The last thing we got on the patch news (well, aside from justification of this next part) is a scheduling announcement. The team is aiming to increase patch cycle slightly, taking each patch from a 3.5 month window to 4 months, with an extra week added for summer and New Year holidays. This likely means we get 6.1 as early as April 12th, marking 4 months and 1 week past Endwalker’s launch. The timing of the live letters would seem to confirm that to me. Elongating the patch windows slightly is fine by me – coming from WoW in the Shadowlands era, that is still so fast compared to the molasses process Blizzard is on, and it avoids the specific issues we saw in Shadowbringers, where the 5.3 delay for COVID and the two-week delay of Endwalker launch did lead to a little fraying of the endgame content model (no need to run Eden’s Verse if you can gear literally every job you have from it and even PF Savage runs were routinely successful). For me, my best time in WoW was Legion, where a steady 11-week patch cadence right up until the very end of the expansion kept the game feeling incredibly fresh and exciting on a regular basis. I think 4 months is fantastic scheduling (gives you 16 weeks of clearing current content/progging the current EX/Savage tier) and any complaints about the added two weeks are just whining for the sake of it.
In Closing
While I’ve been playing FFXIV since 2014 in a very casual, non-committal fashion, this live letter coming at this moment, when it has become my main MMO, is very reassuring. There are a lot of moments documented on this site over 5 years, of points where it was clear that Blizzard had no such plan like this for WoW, that they barely knew what was coming next patch or next expansion and everything was random and sort of haphazard, and as someone who was trying to enjoy that game, it often took a lot of mental gymnastics to convince myself they had a master plan or ideology to follow instead of just chasing their whims.
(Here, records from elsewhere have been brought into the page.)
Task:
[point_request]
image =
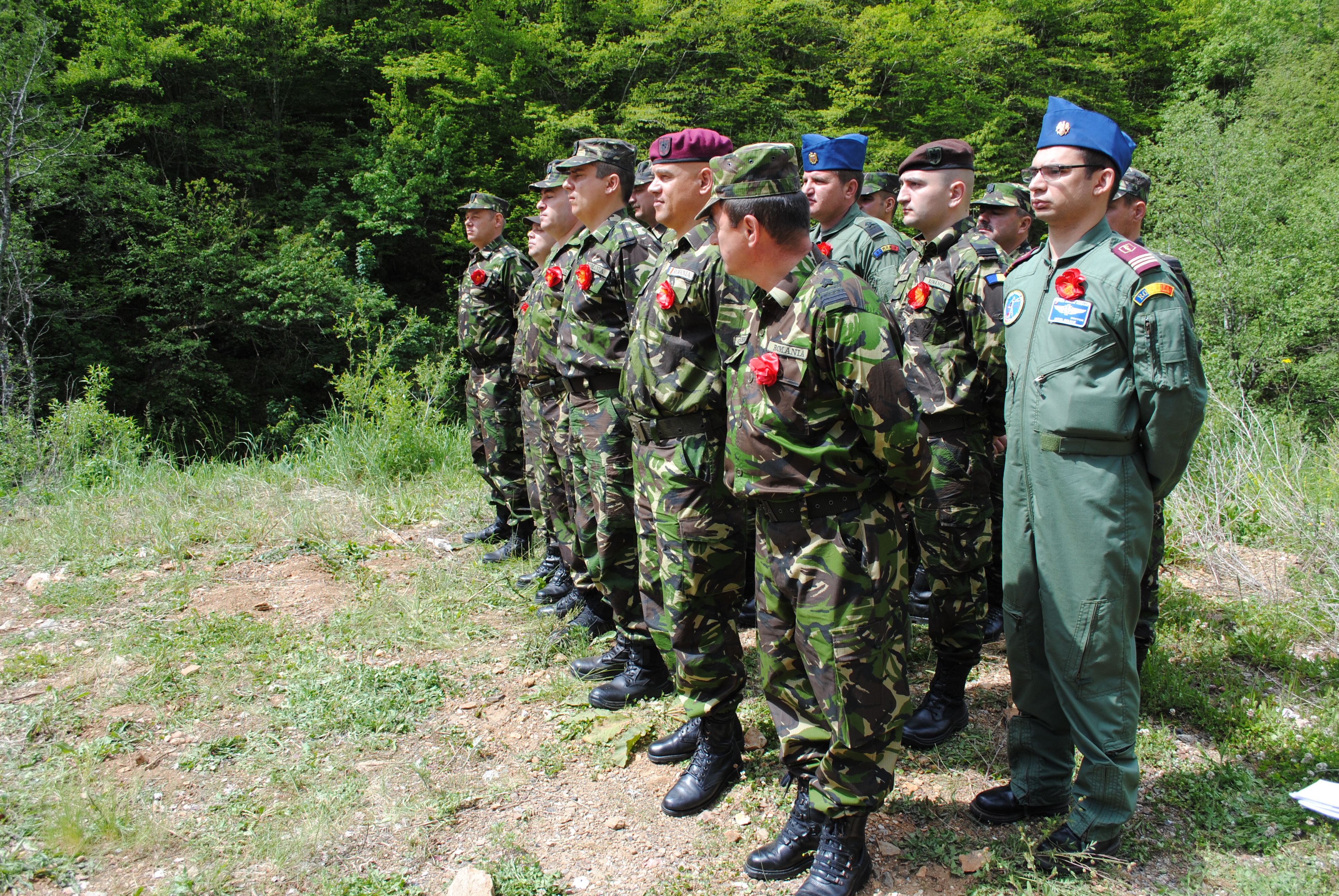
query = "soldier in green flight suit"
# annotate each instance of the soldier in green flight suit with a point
(1125, 216)
(954, 357)
(1107, 397)
(491, 291)
(612, 264)
(833, 175)
(1005, 215)
(825, 440)
(879, 196)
For me, this sort of granular detail, told to me straightforwardly on a livestream from the game’s leader, is greatly appreciated. It gives me a lot of confidence that the game is going to remain a focus, that they have ideas and interesting new concepts to keep things fresh for established players while also addressing issues that can help bring new players in, and that the game will, yes, still be here in 10 more years with more content to enjoy.
For the immediate future? The patch overview for the rest of Endwalker was a fantastic bit of news, and it has a great mix of established tradition for the game and new content types that, while I need to know more about them to judge, sound promising and interesting! The longer-term updates to come with the 7.0 graphical revamp is great, and seeing them invest back into the game is welcome news.
Overall, I continue to feel pretty well assured in my choice to focus in on the game more, and excited for the ride to come, and being excited for my main play MMO after listening to the developers talk for a few hours is not a feeling I am used to yet!